Can you get your release forearm to align with the arrow at your current DL?

Allen


----------



## avluey (Dec 31, 2010)

Yeah - that's the thing that sticks out to me when I compare my video to better shooters - my release arm is funny looking with the forearm noticeably above the biceps. I will go see if I can get that lined up better. Should I consider a back tension release? It seems like the distance from my hand to the loop would be much shorter with one which might (might) make it easier to get everything in better alignment.


----------



## sightmaster (Jul 1, 2011)

your dl is too short. take it back im just taking a guess about mabey 1 in. extend your arm all the way out and point it at the target the pull back if you havent changed the dl then your realease prablably wil be at the corner of your lip. that's where your d loop should be. my d loop is abot 3cm. back from my lip thats fine to.


----------



## Huntinsker (Feb 9, 2012)

It's hard to tell but I almost think your bow arm is a little too bent. This may be causing the low elbow. If that's not actually as bent as it looks, try shortening your release. This should pull up that elbow as well.


----------



## mike 66 (Jan 21, 2010)

Allen, is 100% you have lots of issues..........


----------



## ironworker172 (Feb 12, 2012)

It would help if you had the proper stance. It appears that you are shooting with an open stance, you need to bring your left foot to the right so both feet are aligned with the target. If you lay an arrow at the tips of your feet it should be pointed to the target. Mike, Allen........am I correct?


----------



## Ches (Aug 3, 2009)

I am no coach, so take this for what it is worth. Looks like you are bending your wrist at the end of your draw. To me, that is why your forearm and elbo looks the way they do. Again, I am no coach, so just watch your vidio and think about it.


----------



## Ches (Aug 3, 2009)

Again, I am no coach, but I think Ironworker hit on it. With your stance open like that, it makes you pull further back giving you the bent wrist. I should talk, because I have a slight open stance myself, bad habit from when I had a poor grip and would hit my arm. If you are also a golfer, think of how you address the ball, do the same thing in archery, line across feet should hit target you want to aim at.

Ches.


----------



## subconsciously (Aug 22, 2009)

A good shot starts with a good foundation. It all starts from the ground up. I do not reccomend any shooter to start with no more than a slightly open stance. The shoulders need to be as square to the target as possible. With the "Kisik lee" (really open) stance it requires more core muscle involvement to twist to get the shoulders squared up. A closed stance allows the archer to come into correct form more naturally. As mentioned above, the change in stance can change your draw. The more closed the stance them more length needed. It may only be a small amount but it's still a change. I prefer a slightly closed stance to keep the distance from from draw arm shoulder as close to the arrow as possible. This is known as the gun barrel. You will notice now how archers using the NTS seem to roll their bow arm shoulder into the arrow. This makes for a real tight gun barrel. When learning it is important to establish your form correctly and find what works for you. Making changes to something that is engrained into your subconscious is hard to break. Although your set up should be a conscious act - that tends to change over time and as the archer progresses and gets more confident in his form. Vic Wunderle said changing his form would take a year to do, to keep him at an Olympic level. 

That's my take.


----------



## avluey (Dec 31, 2010)

Really appreciate the continued comments - I have been working on fixing my footwork, the golf comparison makes perfect sense to me. Also see what was said about too much bend in the bow arm and am working on getting it straightened out more. I also just bought a thumb release (Tru-Fire Edge 4) which I'm hoping helps straighten out my draw arm. Will get my wife to video me again soon and repost to see if I'm making proper application to the suggested adjustments.
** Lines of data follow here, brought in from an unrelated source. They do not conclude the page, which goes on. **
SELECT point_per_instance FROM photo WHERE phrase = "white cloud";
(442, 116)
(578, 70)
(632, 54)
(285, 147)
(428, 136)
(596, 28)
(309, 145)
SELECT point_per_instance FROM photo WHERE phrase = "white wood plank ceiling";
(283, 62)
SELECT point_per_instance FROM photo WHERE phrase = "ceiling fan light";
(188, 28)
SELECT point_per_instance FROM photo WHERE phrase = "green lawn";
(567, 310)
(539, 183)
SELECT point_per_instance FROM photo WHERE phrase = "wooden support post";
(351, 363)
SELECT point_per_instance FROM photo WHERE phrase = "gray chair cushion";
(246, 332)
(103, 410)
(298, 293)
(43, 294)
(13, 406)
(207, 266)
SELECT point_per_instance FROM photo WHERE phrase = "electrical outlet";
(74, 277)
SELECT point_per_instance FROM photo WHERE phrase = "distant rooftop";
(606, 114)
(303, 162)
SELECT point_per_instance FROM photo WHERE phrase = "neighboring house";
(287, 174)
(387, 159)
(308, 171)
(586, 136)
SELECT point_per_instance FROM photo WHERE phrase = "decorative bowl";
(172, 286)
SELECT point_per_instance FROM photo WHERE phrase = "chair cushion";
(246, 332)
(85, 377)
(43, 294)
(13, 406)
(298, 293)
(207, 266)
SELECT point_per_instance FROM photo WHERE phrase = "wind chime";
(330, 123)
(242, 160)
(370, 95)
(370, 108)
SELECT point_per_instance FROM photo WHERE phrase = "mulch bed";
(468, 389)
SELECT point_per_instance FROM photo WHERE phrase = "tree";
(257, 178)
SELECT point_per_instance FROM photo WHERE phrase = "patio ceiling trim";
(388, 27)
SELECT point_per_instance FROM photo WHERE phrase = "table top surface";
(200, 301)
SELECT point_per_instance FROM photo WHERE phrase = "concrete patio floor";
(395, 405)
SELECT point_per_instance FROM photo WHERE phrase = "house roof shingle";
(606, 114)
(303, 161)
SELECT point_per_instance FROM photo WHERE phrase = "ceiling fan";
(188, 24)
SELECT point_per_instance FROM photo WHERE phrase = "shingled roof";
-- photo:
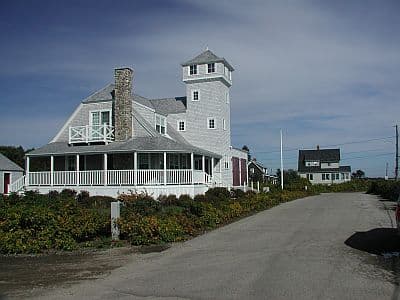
(8, 165)
(140, 144)
(207, 57)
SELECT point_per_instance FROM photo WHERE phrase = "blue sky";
(326, 72)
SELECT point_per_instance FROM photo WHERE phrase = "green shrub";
(217, 194)
(386, 188)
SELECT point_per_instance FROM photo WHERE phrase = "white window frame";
(196, 67)
(213, 67)
(100, 111)
(208, 123)
(178, 125)
(161, 118)
(198, 95)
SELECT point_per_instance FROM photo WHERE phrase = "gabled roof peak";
(207, 56)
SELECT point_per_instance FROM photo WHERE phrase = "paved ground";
(323, 247)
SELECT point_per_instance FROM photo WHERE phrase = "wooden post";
(77, 170)
(165, 168)
(105, 169)
(135, 172)
(203, 167)
(27, 162)
(115, 214)
(51, 170)
(192, 165)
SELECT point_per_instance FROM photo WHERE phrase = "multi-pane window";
(161, 124)
(326, 176)
(211, 68)
(211, 123)
(193, 69)
(195, 95)
(181, 125)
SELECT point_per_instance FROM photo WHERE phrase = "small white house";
(9, 172)
(322, 166)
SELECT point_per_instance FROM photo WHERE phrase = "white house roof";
(164, 106)
(139, 144)
(207, 57)
(8, 165)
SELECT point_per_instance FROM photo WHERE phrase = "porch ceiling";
(141, 144)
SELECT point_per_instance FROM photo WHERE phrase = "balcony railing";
(119, 177)
(90, 134)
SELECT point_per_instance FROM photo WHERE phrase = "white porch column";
(135, 168)
(27, 162)
(203, 167)
(192, 165)
(77, 170)
(240, 173)
(51, 170)
(105, 169)
(165, 168)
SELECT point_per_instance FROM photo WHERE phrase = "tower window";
(195, 95)
(181, 125)
(211, 123)
(193, 69)
(211, 68)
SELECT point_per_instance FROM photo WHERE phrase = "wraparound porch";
(122, 169)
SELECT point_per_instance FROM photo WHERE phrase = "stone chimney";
(123, 104)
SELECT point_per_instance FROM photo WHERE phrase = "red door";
(235, 171)
(6, 182)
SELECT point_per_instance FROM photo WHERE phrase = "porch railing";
(118, 177)
(88, 134)
(17, 185)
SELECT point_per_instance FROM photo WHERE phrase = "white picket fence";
(118, 177)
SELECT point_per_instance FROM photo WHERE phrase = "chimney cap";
(123, 68)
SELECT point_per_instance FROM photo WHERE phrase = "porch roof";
(140, 144)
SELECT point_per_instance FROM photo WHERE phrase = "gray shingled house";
(9, 172)
(117, 141)
(322, 166)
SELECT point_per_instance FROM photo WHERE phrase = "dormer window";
(192, 69)
(211, 68)
(161, 124)
(181, 125)
(195, 95)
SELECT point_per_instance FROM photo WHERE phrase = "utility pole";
(281, 162)
(396, 170)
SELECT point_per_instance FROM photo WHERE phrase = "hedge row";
(388, 189)
(169, 219)
(57, 221)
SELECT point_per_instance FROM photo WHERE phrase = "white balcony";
(91, 134)
(119, 178)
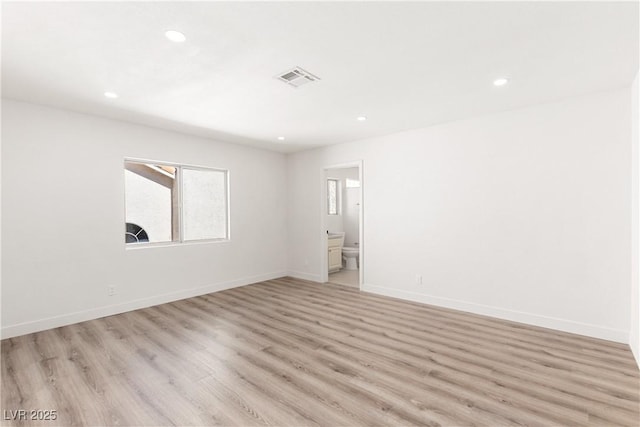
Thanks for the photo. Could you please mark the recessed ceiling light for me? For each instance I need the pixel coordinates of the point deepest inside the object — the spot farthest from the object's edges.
(175, 36)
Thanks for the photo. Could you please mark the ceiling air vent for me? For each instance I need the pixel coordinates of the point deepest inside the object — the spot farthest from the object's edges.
(297, 77)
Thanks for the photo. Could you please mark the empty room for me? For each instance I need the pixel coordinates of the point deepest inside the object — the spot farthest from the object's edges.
(320, 213)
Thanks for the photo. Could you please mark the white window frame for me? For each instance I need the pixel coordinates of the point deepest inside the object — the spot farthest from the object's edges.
(181, 241)
(338, 196)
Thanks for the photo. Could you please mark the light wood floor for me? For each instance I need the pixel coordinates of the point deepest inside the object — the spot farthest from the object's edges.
(292, 353)
(346, 277)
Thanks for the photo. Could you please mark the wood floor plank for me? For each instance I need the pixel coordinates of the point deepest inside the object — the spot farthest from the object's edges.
(288, 352)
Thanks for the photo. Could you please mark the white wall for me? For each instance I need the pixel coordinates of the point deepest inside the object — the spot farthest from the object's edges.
(522, 215)
(634, 335)
(63, 219)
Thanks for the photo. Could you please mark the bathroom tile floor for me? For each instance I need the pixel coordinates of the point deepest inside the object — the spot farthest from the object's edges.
(346, 277)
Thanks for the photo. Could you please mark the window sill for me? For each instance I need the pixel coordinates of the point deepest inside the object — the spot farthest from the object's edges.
(138, 246)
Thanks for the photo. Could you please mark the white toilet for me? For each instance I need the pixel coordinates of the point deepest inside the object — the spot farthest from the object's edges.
(350, 255)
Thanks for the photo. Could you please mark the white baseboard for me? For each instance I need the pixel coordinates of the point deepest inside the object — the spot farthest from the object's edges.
(634, 350)
(305, 276)
(564, 325)
(95, 313)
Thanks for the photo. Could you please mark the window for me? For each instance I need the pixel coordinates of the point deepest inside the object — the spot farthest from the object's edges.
(174, 203)
(332, 196)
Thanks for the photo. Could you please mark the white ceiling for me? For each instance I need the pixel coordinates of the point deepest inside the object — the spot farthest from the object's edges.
(402, 64)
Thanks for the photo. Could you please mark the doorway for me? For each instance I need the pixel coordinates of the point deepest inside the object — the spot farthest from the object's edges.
(342, 224)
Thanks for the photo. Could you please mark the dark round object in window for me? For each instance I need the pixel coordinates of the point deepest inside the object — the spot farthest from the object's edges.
(135, 234)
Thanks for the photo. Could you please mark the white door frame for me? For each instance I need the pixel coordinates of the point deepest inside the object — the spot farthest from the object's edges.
(324, 258)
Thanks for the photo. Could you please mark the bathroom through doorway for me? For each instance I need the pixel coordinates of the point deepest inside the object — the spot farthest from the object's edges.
(342, 224)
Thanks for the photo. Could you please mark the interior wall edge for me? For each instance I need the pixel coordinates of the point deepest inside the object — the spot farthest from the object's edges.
(110, 310)
(564, 325)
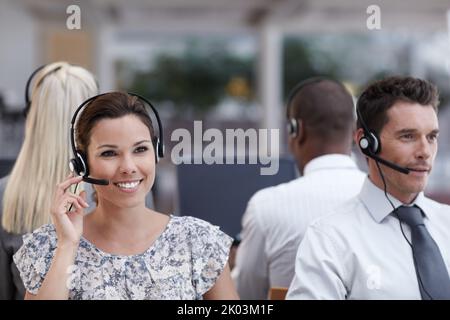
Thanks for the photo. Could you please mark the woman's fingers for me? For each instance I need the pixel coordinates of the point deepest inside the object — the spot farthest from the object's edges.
(63, 186)
(69, 199)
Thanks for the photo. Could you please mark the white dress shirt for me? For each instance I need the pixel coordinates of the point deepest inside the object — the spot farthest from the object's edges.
(276, 219)
(359, 251)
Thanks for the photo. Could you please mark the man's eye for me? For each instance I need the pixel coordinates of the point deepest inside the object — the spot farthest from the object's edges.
(108, 153)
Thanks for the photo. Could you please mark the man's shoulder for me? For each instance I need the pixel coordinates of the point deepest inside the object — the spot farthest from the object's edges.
(342, 217)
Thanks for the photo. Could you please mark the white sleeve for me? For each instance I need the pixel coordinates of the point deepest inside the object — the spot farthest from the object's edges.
(251, 269)
(318, 269)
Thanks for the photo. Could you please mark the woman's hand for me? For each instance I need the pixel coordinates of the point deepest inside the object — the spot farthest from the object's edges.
(68, 224)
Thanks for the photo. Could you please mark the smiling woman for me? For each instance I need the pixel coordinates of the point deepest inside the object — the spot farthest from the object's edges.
(122, 250)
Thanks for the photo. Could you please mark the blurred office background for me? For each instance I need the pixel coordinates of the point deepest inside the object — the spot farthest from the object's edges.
(228, 63)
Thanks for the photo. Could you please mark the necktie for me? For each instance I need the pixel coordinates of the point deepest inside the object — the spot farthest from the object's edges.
(434, 281)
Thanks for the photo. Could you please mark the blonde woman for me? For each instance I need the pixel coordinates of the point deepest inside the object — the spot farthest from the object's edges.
(55, 91)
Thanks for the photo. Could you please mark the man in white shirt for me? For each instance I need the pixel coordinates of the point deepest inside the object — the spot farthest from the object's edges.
(321, 117)
(365, 249)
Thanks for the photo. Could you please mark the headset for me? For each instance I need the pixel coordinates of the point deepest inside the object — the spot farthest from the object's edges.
(294, 124)
(370, 145)
(79, 163)
(27, 86)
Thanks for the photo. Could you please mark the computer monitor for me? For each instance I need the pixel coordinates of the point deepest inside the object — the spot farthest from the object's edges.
(219, 193)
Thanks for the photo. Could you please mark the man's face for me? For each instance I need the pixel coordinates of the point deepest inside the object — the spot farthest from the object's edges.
(409, 139)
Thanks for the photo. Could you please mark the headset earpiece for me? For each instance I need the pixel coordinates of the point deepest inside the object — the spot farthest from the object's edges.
(369, 142)
(79, 165)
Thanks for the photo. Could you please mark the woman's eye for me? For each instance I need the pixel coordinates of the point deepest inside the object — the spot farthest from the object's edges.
(108, 153)
(141, 149)
(407, 136)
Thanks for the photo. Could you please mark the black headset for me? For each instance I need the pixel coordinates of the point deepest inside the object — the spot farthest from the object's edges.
(79, 163)
(27, 86)
(370, 145)
(293, 125)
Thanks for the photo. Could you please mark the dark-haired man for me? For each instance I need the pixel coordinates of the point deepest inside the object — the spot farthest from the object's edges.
(389, 242)
(321, 117)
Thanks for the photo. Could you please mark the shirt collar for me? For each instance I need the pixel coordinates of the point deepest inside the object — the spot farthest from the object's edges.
(329, 161)
(379, 207)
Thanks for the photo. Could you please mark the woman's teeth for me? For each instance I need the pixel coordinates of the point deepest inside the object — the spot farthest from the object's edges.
(128, 185)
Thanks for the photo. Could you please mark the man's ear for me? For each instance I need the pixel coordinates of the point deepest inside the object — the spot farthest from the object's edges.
(302, 132)
(357, 135)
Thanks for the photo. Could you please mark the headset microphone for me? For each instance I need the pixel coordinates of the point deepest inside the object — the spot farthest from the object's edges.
(388, 163)
(101, 182)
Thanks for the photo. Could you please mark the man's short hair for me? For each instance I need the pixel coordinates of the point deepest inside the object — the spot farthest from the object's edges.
(376, 99)
(325, 107)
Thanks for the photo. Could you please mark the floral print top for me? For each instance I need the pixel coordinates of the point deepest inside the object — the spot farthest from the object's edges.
(183, 263)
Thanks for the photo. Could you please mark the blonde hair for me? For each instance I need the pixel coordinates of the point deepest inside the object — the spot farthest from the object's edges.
(42, 163)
Just bought my wife and 5 year old son bows so I want to make sure I have a good understanding of the basics and don't impart my own bad habits onto them.


----------



## avluey (Dec 31, 2010)

Switched to a TruFire Edge 4 thumb release, got my feet inline with the target, and tried to straighten my bow arm out a little. Improvement?


----------



## ironworker172 (Feb 12, 2012)

Looks much better to me. I'll let the pro's take it from here.


----------



## aread (Dec 25, 2009)

Much better. How does it feel and has your accuracy improved?

Allen


----------



## avluey (Dec 31, 2010)

Feels pretty comfortable, just have to take a little more time b/c my natural tendency is to stand closed just like before. I would say that in the limited sample size I am slightly more accurate at 20 yards and a little less accurate at 30 yards (though I've probably only shot 20 arrows at 30 so far). Need more practice but definitely sticking with it.


----------



## aread (Dec 25, 2009)

From the little that I can see on the video, your DL looks pretty good. You will want to fine tune it eventually, but for now it seems OK.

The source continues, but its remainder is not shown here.